Table 10. Ranking of factors that affect fatigue

Subsequently, the results revealed that the factors associated with fatigue of airline pilots, in decreasing order, are: engagement in overnight flights, workload self-assessment, overall health status, number of working days per week, adaptability to varying work shifts, exercise routine, number of weekly flight hours, age, the number of flight days that spanned a day and night, diet, sleep quality, alcohol consumption, smoking, total number of years as a pilot, and total flight hours logged.

3.3 Comparative Analysis of Factors Affecting Fatigue Between Cargo and Airline Pilots

Eight of the factors that affect the fatigue of cargo pilots were also found to affect airline pilots, namely age, overall health status, workload self-assessment, sleep quality, total flying hours logged, number of working days per week, number of weekly flight hours, and total number of years as a pilot. The correlation coefficient along with degree of fatigue, were calculated using the grey correlation method, and the results are shown in Table 11.
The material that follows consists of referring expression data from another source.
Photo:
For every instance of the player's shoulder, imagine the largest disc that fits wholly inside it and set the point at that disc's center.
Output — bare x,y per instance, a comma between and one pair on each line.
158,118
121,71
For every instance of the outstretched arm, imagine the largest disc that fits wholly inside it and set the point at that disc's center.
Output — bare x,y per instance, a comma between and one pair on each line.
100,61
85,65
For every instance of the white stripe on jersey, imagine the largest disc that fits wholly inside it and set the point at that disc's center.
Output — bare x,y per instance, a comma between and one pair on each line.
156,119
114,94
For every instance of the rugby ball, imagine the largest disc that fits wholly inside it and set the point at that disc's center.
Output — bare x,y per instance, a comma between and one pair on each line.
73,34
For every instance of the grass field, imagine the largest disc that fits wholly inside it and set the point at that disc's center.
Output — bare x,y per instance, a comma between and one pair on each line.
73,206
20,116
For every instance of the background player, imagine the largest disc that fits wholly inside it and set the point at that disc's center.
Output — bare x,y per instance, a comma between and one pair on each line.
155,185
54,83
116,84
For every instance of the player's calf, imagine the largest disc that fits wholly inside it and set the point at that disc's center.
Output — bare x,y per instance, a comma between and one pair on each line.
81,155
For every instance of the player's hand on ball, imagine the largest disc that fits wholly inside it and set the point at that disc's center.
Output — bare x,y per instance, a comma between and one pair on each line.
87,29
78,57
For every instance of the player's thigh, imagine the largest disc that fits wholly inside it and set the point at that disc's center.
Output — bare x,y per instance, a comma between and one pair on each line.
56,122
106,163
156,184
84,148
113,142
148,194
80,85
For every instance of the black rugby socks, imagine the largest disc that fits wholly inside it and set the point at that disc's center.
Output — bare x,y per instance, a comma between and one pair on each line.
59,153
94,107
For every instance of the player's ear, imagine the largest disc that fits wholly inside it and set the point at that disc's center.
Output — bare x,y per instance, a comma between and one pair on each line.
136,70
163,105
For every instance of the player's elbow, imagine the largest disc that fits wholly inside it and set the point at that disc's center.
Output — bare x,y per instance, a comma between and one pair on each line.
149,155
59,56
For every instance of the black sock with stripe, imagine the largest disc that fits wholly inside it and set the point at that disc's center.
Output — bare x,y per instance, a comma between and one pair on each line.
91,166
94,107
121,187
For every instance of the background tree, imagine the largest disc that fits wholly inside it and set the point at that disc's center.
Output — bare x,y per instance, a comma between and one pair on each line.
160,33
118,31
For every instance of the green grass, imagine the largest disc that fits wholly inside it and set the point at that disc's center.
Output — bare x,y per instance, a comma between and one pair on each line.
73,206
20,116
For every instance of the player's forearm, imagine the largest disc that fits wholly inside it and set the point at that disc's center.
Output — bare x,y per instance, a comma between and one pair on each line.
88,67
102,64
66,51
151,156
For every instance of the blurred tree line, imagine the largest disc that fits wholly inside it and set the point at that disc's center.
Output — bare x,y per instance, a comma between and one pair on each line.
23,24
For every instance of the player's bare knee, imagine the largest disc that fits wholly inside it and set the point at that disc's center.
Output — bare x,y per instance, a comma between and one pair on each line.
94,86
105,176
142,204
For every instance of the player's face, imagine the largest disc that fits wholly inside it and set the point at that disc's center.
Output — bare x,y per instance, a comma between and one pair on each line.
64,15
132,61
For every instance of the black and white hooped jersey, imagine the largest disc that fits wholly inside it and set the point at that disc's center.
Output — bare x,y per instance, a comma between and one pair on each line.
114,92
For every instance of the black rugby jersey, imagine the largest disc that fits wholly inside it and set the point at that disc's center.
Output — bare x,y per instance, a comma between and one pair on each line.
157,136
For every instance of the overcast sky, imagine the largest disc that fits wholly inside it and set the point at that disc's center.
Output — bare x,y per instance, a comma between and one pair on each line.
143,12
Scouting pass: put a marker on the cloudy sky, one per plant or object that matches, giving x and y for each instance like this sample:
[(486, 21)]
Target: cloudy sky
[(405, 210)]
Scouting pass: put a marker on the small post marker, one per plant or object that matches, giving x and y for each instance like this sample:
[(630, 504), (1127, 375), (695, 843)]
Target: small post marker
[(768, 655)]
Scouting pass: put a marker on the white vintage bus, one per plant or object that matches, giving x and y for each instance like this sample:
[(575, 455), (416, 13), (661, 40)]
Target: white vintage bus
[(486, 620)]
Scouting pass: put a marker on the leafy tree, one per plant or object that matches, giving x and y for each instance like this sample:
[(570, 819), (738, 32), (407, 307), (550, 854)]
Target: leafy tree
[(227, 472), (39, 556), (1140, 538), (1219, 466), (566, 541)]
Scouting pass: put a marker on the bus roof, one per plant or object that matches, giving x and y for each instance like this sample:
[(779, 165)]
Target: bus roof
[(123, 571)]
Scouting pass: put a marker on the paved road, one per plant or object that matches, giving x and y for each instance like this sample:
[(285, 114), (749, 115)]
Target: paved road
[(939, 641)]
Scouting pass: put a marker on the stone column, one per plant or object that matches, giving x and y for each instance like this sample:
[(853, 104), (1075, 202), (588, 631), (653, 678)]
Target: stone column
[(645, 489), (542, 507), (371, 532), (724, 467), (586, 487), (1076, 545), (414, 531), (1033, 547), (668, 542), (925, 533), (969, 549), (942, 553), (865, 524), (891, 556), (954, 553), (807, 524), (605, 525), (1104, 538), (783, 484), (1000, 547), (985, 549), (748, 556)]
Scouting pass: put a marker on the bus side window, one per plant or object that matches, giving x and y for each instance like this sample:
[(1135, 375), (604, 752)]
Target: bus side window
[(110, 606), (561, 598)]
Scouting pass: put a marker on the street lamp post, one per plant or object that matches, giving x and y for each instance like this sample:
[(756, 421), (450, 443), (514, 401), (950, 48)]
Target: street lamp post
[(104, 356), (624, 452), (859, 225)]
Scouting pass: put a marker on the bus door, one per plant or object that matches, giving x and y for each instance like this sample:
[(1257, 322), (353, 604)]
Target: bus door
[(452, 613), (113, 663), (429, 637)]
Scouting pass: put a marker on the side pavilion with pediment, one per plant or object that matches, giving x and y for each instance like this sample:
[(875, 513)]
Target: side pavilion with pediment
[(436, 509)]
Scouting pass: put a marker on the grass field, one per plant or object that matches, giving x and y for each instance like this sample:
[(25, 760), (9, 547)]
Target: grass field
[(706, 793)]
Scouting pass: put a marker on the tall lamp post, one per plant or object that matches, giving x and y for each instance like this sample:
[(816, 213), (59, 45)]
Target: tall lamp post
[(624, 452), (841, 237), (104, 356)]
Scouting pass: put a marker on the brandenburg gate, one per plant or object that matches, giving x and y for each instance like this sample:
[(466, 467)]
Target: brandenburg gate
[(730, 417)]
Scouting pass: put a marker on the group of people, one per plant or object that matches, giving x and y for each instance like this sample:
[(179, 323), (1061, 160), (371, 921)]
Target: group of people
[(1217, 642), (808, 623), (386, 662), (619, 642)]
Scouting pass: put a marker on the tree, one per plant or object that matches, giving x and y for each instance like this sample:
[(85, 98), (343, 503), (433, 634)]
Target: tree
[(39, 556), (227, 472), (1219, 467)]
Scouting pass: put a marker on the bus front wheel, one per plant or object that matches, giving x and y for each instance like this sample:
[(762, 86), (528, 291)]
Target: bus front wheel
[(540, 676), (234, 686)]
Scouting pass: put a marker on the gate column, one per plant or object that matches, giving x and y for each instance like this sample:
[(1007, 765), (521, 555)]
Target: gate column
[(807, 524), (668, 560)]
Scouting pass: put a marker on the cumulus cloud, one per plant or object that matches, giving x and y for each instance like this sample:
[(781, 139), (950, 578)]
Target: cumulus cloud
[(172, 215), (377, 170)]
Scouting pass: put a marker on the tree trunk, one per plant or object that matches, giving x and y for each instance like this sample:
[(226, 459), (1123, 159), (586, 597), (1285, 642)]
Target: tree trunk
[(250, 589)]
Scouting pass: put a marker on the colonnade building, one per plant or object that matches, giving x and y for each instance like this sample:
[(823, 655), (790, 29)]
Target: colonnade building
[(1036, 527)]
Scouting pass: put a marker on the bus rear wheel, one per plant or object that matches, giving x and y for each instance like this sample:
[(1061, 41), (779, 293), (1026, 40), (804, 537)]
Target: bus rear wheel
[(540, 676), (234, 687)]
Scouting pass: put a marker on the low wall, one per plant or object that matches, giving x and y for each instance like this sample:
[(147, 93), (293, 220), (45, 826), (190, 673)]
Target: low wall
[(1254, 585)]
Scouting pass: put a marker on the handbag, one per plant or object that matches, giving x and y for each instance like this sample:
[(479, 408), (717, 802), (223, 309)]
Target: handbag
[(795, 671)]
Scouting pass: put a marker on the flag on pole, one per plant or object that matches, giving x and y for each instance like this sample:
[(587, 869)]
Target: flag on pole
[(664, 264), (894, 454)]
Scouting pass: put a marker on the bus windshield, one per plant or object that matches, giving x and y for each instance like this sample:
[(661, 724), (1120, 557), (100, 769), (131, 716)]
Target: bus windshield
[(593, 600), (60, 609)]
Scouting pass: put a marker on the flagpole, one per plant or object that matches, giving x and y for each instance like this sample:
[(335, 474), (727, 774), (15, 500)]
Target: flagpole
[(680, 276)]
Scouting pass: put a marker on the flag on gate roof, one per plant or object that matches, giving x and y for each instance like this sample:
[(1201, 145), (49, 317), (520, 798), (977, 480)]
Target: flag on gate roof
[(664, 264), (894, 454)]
Table 11. Factors affecting the fatigue of airline pilots

The analytical results revealed that the factors associated with fatigue in airline pilots, in decreasing order, are workload self-assessment, overall health status, age, sleep quality, number of working days per week, number of weekly flight hours, total flying hours logged, and total number of years as a pilot.

As revealed in Table 12, the effect of workload self-assessment, age, and sleep quality factors on fatigue does not significantly differ between airline and cargo pilots.
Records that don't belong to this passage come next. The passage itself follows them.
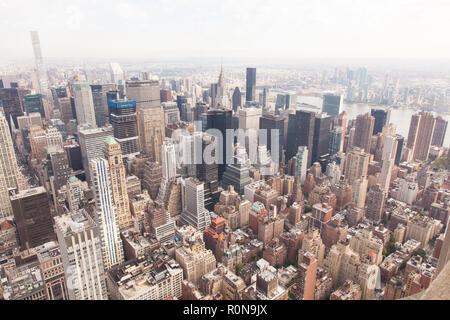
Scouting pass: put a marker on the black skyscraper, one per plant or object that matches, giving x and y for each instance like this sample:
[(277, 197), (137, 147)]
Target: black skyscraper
[(321, 139), (250, 93), (271, 121), (300, 133), (33, 217), (221, 119), (382, 118), (236, 99)]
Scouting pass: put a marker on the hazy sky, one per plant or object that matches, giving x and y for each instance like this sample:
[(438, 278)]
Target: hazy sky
[(227, 28)]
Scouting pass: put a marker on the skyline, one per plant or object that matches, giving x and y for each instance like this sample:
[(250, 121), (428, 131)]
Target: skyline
[(323, 30)]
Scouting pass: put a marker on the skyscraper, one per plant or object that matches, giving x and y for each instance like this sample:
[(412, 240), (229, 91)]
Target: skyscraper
[(193, 204), (269, 122), (81, 253), (420, 134), (9, 170), (332, 104), (236, 99), (220, 119), (12, 101), (335, 142), (250, 87), (151, 131), (91, 145), (106, 214), (321, 139), (33, 218), (40, 66), (382, 118), (99, 99), (122, 116), (399, 151), (84, 104), (439, 132), (375, 203), (33, 103), (145, 92), (265, 101), (356, 164), (363, 131), (168, 160), (301, 133), (301, 160), (113, 154)]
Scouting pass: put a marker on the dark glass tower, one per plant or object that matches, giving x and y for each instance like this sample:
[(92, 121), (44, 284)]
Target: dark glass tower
[(250, 93), (122, 115), (301, 133), (382, 118), (221, 119), (398, 154), (270, 121), (236, 99)]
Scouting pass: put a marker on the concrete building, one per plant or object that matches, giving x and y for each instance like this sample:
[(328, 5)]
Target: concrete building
[(81, 254), (144, 279), (113, 154), (32, 217), (106, 214)]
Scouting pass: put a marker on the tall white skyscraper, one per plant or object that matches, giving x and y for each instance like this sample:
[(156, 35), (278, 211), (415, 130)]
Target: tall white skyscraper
[(117, 75), (81, 254), (84, 104), (40, 66), (106, 214), (8, 162), (169, 162), (301, 163), (193, 204)]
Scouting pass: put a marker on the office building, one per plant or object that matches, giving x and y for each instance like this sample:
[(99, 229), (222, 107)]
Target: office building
[(375, 203), (84, 104), (301, 133), (439, 132), (420, 135), (137, 280), (91, 145), (81, 253), (106, 214), (122, 116), (381, 119), (363, 131), (321, 139), (356, 164), (269, 122), (332, 105), (250, 86), (220, 119), (113, 154), (40, 66), (193, 204), (236, 99), (32, 103), (33, 218), (12, 101), (151, 131), (193, 257), (145, 92), (9, 169), (100, 102)]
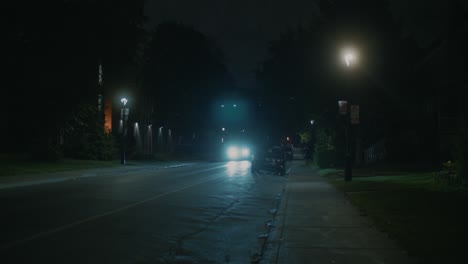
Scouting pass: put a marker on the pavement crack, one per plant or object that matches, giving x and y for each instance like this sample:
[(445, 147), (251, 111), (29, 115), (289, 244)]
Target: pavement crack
[(208, 224)]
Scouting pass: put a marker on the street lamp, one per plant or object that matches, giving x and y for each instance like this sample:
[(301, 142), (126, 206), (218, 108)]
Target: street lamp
[(124, 118), (350, 58)]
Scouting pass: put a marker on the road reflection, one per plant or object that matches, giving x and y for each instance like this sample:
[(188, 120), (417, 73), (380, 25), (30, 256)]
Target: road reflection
[(237, 168)]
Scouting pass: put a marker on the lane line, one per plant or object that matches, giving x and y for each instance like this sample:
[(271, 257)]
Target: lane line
[(98, 216)]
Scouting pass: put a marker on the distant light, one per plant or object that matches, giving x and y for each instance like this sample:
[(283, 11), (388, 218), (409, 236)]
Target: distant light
[(245, 152), (233, 152)]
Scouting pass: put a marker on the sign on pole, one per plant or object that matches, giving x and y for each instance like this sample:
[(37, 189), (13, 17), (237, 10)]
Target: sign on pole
[(354, 115)]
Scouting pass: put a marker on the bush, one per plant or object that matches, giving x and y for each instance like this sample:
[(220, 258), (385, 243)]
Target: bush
[(448, 174), (326, 154), (86, 138), (461, 157)]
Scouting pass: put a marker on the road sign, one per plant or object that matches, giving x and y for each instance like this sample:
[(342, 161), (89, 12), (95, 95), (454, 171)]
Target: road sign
[(354, 115)]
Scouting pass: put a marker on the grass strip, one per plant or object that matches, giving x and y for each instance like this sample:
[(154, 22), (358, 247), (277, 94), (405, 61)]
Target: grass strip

Table 12. Correlation coefficient comparison

In short, our comparative analysis indicated that workload self-assessment is the primary factor affecting airline pilots’ fatigue, whereas overnight flights are the primary factor affecting cargo pilots’ fatigue. However, the correlational degree ranking of overnight flights was higher than the workload self-assessment overall, indicating that overnight flights were more likely to make pilots feel fatigued than their workload self-assessment. Additionally, the number of working days per week and number of weekly flight hours were shown to have a greater effect on cargo pilots’ fatigue than on airline pilots’ fatigue, which may be related to the distinct work cycles of cargo and airline pilots. Specifically, most airline pilots are on duty during the day, whereas cargo pilots are mostly on duty at night; therefore, the effect of overnight flights on pilot fatigue is essential problem that must be addressed (Table 13).
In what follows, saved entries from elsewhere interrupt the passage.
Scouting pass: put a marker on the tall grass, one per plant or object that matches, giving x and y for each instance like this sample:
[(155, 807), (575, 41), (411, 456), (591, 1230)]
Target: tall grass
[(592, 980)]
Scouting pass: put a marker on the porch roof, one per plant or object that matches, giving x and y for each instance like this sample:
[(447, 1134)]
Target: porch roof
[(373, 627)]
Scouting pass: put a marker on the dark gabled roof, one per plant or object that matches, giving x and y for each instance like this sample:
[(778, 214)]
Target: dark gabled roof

Table 13. Ranking comparison of the fatigue-influencing factors

4 Conclusion

  1. 1.

    Compared with commercial airplane pilots, the overall degree of fatigue experienced by cargo pilots is higher; additionally, the degree of both mental and physical fatigue is more serious among cargo pilots, with 51% of the pilots in this study self-identifying as severely and extremely fatigued.

  2. 2.

    The main reason pilots are unable to adapt to their scheduled shifts is that they do not get enough rest, which results in the perception of a heavier workload.

  3. 3.

    Noise and vibrations in the cabin environment have the greatest impact on fatigue. Pilots are also more likely to feel fatigued in the summer, and to feel lonely or depressed when flying at night.

  4. 4.

    The more prominent personality characteristics among cargo pilots are conscientiousness and openness, affinity for interacting with others, strong self-control, emotional adaptability, and emotional stability.

  5. 5.

    Night flights, a heavy workload, and overall health status are the three most critical factors associated with cargo pilots’ fatigue; this knowledge can be used to effectively manage the problem of pilot fatigue.

  6. 6.

    No significant difference in workload self-assessment, age, or sleep quality is shown by the correlation degrees of cargo pilots’ and airline pilots’ fatigue. Thus, these three fatigue factors are considered to have a similar effect on fatigue, regardless of the type of pilot.